These days, many people start blogs because they want to build up a semi-passive source of income. While I think it would be nice for my blog to eventually provide me with a significant revenue stream, the real reason I started a blog was because I needed a place of my own online.

A Professional Blogger without a Blog 

I’ve been blogging for others since 2005. However, I never really had my own blog until late 2011. I wrote for blogs that were ostensibly mine, but were actually owned by others. I started a personal blog, and updated it infrequently, but I had no blog that reflected my professional pursuits.

Finally, after being asked several times why I didn’t have a personal finance blog of my own, I thought that maybe it was time. After all, but the time 2010 had rolled around, I had begun owning the term “professional blogger.” Shouldn’t a professional blogger have her own blog?

I realized that I wanted my own place to express my views on personal finance and investing, as well as share what I learned as a home business solopreneur and freelance writer. It would be nice to tell people about a URL that was all mine. And, in the back of my mind, I vaguely had the idea that it would be nice to keep the money from any revenue the traffic to my posts brought in.

Partnering on My Blog

One of the reasons that it took me so long to start my own blog was that I dread the messy backend. While I know it’s nice to have money from AdSense, and advertisements, and affiliate campaigns, I know that monetizing a site effectively takes effort. On top of that, you have to deal with hosting, design, and a number of other technical issues. I love writing, so the idea of the backend sucking up all my writing time didn’t appeal to me.
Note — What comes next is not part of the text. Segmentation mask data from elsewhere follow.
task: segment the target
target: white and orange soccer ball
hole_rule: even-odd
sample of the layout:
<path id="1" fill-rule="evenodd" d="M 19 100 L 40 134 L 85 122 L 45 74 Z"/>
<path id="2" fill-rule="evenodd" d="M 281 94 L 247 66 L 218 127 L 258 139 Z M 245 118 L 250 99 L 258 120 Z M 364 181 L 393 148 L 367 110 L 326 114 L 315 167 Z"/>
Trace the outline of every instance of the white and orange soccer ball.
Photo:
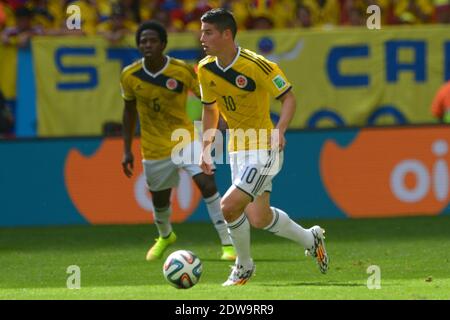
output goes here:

The problem was solved when a long-time online friend of mine, Tom Drake, suggested that we partner on the site. He’d do all the things I hate, I’d write, and we’d split the profits. This arrangement got rid of the roadblock to starting my own blog, and I’ve been happy with my decision. Tom knows what he’s doing, and we’ve even made money (although not a whole lot, so far).
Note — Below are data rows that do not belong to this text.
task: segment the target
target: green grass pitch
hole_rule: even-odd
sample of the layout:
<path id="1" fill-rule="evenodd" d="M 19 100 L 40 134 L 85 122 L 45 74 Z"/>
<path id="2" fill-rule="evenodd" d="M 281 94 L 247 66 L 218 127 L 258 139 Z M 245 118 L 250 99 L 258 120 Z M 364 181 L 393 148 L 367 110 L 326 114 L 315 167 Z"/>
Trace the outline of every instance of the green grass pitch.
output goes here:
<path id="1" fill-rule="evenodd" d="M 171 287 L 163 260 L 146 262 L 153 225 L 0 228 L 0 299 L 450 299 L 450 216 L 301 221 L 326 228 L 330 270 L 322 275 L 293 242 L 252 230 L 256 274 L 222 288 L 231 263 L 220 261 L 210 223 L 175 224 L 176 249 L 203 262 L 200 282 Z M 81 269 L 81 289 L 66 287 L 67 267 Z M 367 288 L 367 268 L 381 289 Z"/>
Maintaining the Motivation

Even with someone else in charge of the monetization, there have been challenges with my own blog. The biggest obstacle I face now is the motivation to keep writing for my own blog.

I’m so used to being paid immediately for my blogging work that it’s sometimes hard to write for “free.” Intellectually, I know that I’m writing for myself, and that, long-term, I have the potential (with Tom’s help and guidance) to make a tidy income from my blog. However, in the present moment, there are days it’s hard for me to write something for my own blog when I’m not going to receive payment for it at the end of the month. I often shuffle stuff for my own blog to the side in favor of working on stuff for others, since I know I will get paid much, much faster.

Sticking with It

Overall, though, I’m glad – proud, even – to finally have my own place on the web. It’s something I can point others to. Plus, as a professional blogger, it helps to have a home on the Internet. This reality impressed itself upon me in rather dramatic fashion in early 2012.
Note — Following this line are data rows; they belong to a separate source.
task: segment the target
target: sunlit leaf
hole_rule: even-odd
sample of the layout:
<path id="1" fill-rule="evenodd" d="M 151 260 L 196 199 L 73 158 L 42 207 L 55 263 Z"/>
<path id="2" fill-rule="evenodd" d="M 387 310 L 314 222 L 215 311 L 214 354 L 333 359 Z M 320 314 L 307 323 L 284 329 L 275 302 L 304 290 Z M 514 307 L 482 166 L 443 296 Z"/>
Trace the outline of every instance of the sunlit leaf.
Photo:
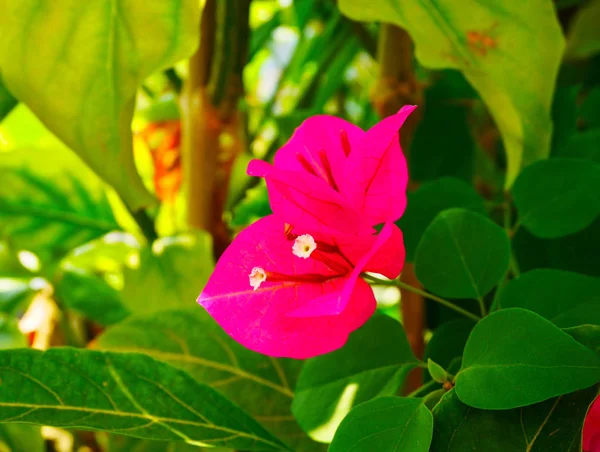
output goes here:
<path id="1" fill-rule="evenodd" d="M 0 79 L 0 121 L 8 115 L 19 101 L 8 92 L 2 79 Z"/>
<path id="2" fill-rule="evenodd" d="M 342 0 L 339 6 L 355 20 L 406 29 L 424 66 L 463 72 L 502 133 L 507 187 L 523 166 L 548 156 L 550 104 L 564 48 L 550 0 Z"/>
<path id="3" fill-rule="evenodd" d="M 213 268 L 207 233 L 162 237 L 141 250 L 137 266 L 125 269 L 123 303 L 132 313 L 195 306 Z"/>
<path id="4" fill-rule="evenodd" d="M 569 24 L 565 59 L 587 58 L 600 52 L 600 1 L 590 0 L 577 11 Z"/>
<path id="5" fill-rule="evenodd" d="M 105 430 L 246 450 L 285 449 L 216 391 L 140 354 L 5 350 L 0 351 L 0 378 L 3 423 Z"/>
<path id="6" fill-rule="evenodd" d="M 420 399 L 379 397 L 344 418 L 330 452 L 427 452 L 433 416 Z"/>
<path id="7" fill-rule="evenodd" d="M 244 408 L 294 450 L 318 450 L 290 412 L 302 361 L 248 350 L 200 306 L 131 317 L 107 329 L 94 347 L 141 352 L 179 367 Z"/>
<path id="8" fill-rule="evenodd" d="M 103 194 L 73 175 L 56 182 L 30 170 L 0 168 L 0 234 L 17 249 L 60 256 L 120 229 Z"/>
<path id="9" fill-rule="evenodd" d="M 292 411 L 312 438 L 330 442 L 353 406 L 394 394 L 418 364 L 401 325 L 375 315 L 344 347 L 306 361 Z"/>
<path id="10" fill-rule="evenodd" d="M 132 209 L 152 201 L 133 161 L 135 92 L 152 72 L 192 53 L 198 6 L 194 0 L 4 4 L 6 86 Z"/>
Just a few months after launching Planting Money Seeds, the blog I’d called “home” for six years decided to end its independent blogging network. Not only did I lose a pretty sweet gig, but I also realized that, if I hadn’t started my own blog earlier, I’d have been forced to do it at that time. I thanked my lucky stars that I had started my own blog already – and done it on my own terms.

Starting a blog is rarely easy, and it takes time to make money at it (if you ever do). But it can be fulfilling in ways that writing for others for mere money isn’t.